In this embodiment, since the sensing portion 11 is a thin film, the area itself in contact with the atmosphere (ie, the effective area) is extremely large, but it is itself lightweight. Further, since it can be formed by a thin film forming technique, its shape can be miniaturized. Therefore, according to this embodiment, a lightweight and small oxygen sensor can be obtained. When the electrode is formed by a printing method, generally, the structure of the electrode becomes porous in the firing process. This improves the air permeability of the electrodes, further increases the contact area between the sensing portion and the atmospheric gas, and improves the response as a sensor. However, the electrode is not limited to the porous one. However, the electrode needs to have good adhesion to the sensing section and the film made of an organic material.
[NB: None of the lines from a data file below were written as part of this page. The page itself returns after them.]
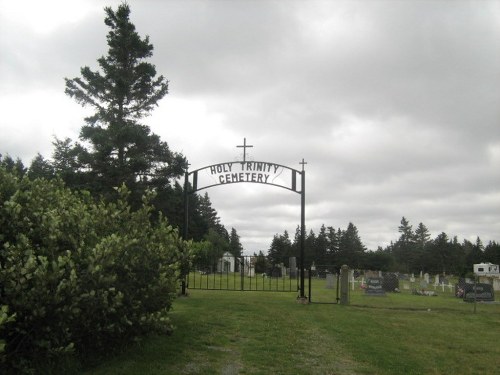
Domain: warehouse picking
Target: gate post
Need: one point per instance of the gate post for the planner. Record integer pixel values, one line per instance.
(302, 230)
(186, 222)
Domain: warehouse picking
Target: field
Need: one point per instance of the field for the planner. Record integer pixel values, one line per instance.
(229, 332)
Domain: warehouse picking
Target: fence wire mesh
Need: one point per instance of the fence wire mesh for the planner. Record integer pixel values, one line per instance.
(243, 273)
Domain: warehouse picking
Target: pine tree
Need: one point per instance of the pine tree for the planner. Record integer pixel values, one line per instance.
(123, 91)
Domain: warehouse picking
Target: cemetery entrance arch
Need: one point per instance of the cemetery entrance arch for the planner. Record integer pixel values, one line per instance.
(257, 172)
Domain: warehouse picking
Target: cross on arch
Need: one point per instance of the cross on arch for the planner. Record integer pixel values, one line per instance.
(303, 163)
(245, 146)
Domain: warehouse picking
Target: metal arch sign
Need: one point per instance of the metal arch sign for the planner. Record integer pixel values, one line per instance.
(259, 172)
(250, 172)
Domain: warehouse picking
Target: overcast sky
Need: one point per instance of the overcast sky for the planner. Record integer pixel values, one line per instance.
(394, 105)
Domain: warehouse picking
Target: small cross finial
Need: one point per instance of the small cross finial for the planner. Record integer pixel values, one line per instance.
(303, 163)
(245, 146)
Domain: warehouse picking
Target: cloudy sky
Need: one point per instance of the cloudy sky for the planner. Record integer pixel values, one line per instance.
(394, 105)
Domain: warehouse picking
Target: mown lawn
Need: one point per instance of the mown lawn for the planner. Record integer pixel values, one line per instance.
(221, 332)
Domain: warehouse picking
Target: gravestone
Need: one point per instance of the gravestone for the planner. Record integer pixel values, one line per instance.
(329, 281)
(276, 272)
(481, 292)
(283, 269)
(344, 285)
(293, 267)
(390, 282)
(375, 286)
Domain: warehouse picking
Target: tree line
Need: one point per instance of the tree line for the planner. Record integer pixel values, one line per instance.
(90, 251)
(414, 251)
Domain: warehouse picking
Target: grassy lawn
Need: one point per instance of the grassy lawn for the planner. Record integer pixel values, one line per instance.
(222, 332)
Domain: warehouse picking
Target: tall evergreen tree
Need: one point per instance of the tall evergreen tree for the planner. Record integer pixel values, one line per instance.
(280, 249)
(123, 91)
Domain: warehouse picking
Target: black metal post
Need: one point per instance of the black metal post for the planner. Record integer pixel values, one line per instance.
(302, 231)
(186, 222)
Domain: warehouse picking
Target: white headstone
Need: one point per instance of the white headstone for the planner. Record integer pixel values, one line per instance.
(426, 278)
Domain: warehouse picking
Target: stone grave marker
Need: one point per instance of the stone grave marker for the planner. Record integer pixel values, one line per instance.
(293, 267)
(481, 293)
(329, 281)
(374, 286)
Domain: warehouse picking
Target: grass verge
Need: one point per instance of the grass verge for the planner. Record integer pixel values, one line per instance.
(220, 332)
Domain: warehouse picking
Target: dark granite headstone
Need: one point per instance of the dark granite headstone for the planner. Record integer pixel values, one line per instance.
(293, 267)
(481, 293)
(375, 286)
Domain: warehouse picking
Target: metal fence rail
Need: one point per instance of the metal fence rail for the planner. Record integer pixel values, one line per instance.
(241, 273)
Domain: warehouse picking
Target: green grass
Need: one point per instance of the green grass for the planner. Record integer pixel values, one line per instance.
(221, 332)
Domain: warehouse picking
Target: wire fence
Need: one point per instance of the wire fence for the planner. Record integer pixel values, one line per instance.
(244, 274)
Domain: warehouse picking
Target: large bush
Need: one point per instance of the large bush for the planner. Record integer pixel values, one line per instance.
(78, 276)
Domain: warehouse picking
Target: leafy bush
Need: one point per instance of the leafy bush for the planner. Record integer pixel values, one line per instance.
(80, 276)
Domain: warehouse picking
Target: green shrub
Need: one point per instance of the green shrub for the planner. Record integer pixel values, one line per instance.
(80, 276)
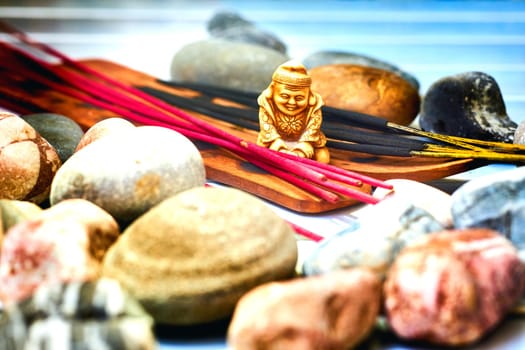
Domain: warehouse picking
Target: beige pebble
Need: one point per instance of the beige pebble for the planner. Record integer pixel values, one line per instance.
(368, 90)
(102, 129)
(333, 311)
(189, 259)
(28, 162)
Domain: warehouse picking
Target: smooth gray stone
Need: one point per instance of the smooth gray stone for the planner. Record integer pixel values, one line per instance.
(129, 172)
(322, 58)
(60, 131)
(495, 201)
(371, 245)
(225, 63)
(231, 26)
(467, 105)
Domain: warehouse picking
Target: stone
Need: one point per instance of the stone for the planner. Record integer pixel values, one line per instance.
(408, 213)
(326, 57)
(129, 172)
(333, 311)
(227, 64)
(467, 105)
(61, 132)
(372, 245)
(15, 211)
(232, 26)
(96, 314)
(38, 252)
(189, 259)
(28, 162)
(453, 287)
(495, 201)
(100, 226)
(367, 90)
(104, 128)
(65, 242)
(519, 134)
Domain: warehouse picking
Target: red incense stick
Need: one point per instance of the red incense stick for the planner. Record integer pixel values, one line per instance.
(140, 107)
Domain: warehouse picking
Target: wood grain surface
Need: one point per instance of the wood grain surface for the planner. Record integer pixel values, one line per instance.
(222, 166)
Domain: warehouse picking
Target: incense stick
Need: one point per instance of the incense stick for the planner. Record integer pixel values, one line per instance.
(153, 113)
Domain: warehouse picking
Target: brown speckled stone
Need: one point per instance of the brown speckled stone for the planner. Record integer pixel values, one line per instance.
(368, 90)
(453, 287)
(189, 259)
(65, 242)
(28, 162)
(333, 311)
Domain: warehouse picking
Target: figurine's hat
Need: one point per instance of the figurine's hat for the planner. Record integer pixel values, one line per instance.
(292, 73)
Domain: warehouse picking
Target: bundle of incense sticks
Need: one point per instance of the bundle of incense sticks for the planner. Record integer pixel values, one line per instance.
(31, 60)
(349, 130)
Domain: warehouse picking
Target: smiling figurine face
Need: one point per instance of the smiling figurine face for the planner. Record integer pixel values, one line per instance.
(290, 100)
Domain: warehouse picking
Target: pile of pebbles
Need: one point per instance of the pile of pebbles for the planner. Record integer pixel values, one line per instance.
(121, 213)
(129, 204)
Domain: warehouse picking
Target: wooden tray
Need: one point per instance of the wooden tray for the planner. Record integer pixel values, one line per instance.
(223, 167)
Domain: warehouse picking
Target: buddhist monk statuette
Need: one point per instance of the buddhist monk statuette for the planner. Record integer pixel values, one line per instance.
(290, 114)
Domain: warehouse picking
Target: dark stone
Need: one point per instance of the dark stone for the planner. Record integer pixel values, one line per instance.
(322, 58)
(228, 64)
(494, 201)
(61, 132)
(467, 105)
(231, 26)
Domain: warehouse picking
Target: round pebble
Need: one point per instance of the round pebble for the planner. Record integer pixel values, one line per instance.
(28, 162)
(231, 26)
(189, 259)
(326, 57)
(102, 129)
(467, 105)
(129, 172)
(60, 131)
(225, 63)
(368, 90)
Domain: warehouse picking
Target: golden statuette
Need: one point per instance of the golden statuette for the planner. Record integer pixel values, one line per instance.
(290, 114)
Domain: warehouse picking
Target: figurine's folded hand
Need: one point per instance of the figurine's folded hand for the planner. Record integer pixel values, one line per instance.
(304, 149)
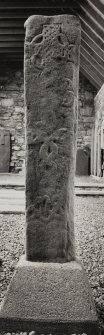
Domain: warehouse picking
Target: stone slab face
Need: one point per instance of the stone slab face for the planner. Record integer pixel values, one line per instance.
(57, 299)
(4, 150)
(51, 91)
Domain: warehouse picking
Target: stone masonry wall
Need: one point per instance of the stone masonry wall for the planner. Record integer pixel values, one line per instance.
(12, 112)
(86, 114)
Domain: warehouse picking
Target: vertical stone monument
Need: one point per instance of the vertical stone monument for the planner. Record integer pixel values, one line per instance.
(49, 292)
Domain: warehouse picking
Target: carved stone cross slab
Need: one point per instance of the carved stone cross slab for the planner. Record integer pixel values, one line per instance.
(49, 292)
(51, 88)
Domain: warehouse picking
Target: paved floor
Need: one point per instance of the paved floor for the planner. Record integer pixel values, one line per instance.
(12, 191)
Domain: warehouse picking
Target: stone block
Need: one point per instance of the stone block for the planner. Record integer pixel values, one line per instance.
(7, 102)
(50, 298)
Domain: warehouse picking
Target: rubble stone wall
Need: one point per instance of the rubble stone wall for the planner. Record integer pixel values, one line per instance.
(12, 115)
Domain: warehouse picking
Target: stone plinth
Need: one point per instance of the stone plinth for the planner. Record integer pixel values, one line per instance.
(51, 89)
(49, 298)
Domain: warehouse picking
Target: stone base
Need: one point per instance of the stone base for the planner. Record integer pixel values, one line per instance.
(49, 298)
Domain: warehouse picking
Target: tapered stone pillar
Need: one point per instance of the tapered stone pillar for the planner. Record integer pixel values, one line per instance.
(51, 90)
(49, 292)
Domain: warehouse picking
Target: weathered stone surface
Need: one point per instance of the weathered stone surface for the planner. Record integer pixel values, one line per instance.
(56, 299)
(51, 90)
(4, 150)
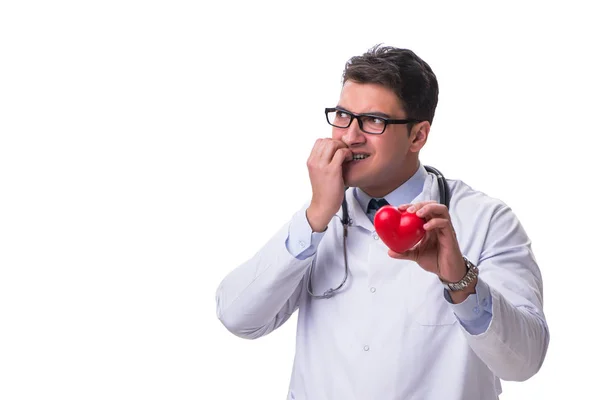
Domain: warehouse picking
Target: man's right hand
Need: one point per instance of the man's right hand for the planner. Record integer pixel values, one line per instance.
(325, 172)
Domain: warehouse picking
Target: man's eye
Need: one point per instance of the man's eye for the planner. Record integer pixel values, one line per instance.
(375, 120)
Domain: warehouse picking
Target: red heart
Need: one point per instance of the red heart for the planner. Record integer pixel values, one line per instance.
(399, 230)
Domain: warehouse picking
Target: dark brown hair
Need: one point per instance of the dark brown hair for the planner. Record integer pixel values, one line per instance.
(402, 71)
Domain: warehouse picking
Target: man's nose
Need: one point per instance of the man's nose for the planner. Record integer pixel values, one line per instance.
(353, 134)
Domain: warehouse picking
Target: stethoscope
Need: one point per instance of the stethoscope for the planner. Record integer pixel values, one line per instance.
(444, 199)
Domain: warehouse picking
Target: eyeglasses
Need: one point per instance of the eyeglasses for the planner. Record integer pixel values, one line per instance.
(368, 123)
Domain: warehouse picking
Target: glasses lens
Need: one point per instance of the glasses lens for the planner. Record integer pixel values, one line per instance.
(338, 118)
(373, 125)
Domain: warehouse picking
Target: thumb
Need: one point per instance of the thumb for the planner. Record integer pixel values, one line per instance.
(341, 155)
(407, 255)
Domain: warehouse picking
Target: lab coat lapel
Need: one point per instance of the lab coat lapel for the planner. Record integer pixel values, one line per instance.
(356, 213)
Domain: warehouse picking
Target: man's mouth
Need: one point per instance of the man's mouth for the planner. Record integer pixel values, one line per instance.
(357, 157)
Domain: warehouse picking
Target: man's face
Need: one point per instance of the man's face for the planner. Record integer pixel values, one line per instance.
(391, 156)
Next, the result of actually manufacturing the oxygen sensor of this embodiment and examining its characteristics will be described. First, CuFeTe is formed on a polyimide film 10 having a thickness of 25 μm.
_{The second} thin film (sensing unit 11) was formed using a sputtering device. Next, the electrode 12 was formed by sputtering platinum. As a result, in the obtained oxygen sensor, the thickness of the sensing portion 11 which is a layered substance is 2 μm,
The length is 1.0 mm, the thickness of each electrode is 2 μm, and the length is
It is 1.0 mm.

As a result, the obtained oxygen sensor was much smaller and lighter than the conventional oxygen sensor in spite of the sensitivity and the response being equal to or better than the conventional oxygen sensor. It was

In this embodiment, CuFe is used as the layered material.
Although the oxygen sensor using Te ₂ has been described, it goes without saying that the present invention is not limited to this and can be applied to oxygen sensors using other layered substances.

[0022] As layered material, outside the CuFeTe _2, there is ZrSe ₂ and NbSe ₂ or the like. Further, as the insulating film, in addition to the polyimide film of the above embodiment, there are films made of organic materials such as PET, PBT, polypropylene, polyethylene and nylon.

[0023]

As described above, according to the present invention, an oxygen sensor using a layered substance, which is attracting attention as an oxygen sensor capable of operating at room temperature or relatively low temperature, can be made extremely small and lightweight. .. Therefore, the present invention significantly contributes to the expansion of applications of the room temperature oxygen sensor,
It makes a great contribution to the improvement of oxygen concentration measurement technology.

[Brief description of drawings]

FIG. 1 is a schematic cross-sectional view showing an oxygen sensor according to an embodiment of the present invention.

FIG. 2 is a schematic cross-sectional view showing a conventional oxygen sensor.

[Explanation of symbols]

 1, 11; Sensing part 2, 3, 12; Electrode 10; Polyimide film

Continued Front Page (72) Inventor Kazumi Hirakawa 1-38 Nakao 1-38 Nakao, Minami-ku, Fukuoka-shi, Fukuoka

Claims (1)

Claim: What is claimed is: 1. A film made of an organic material, a sensing unit made of a layered material having a two-dimensional crystal structure formed on the film by a thin film forming technique, and a sensing unit in contact with the sensing unit. An oxygen sensor having a pair of electrode portions arranged at an appropriate length.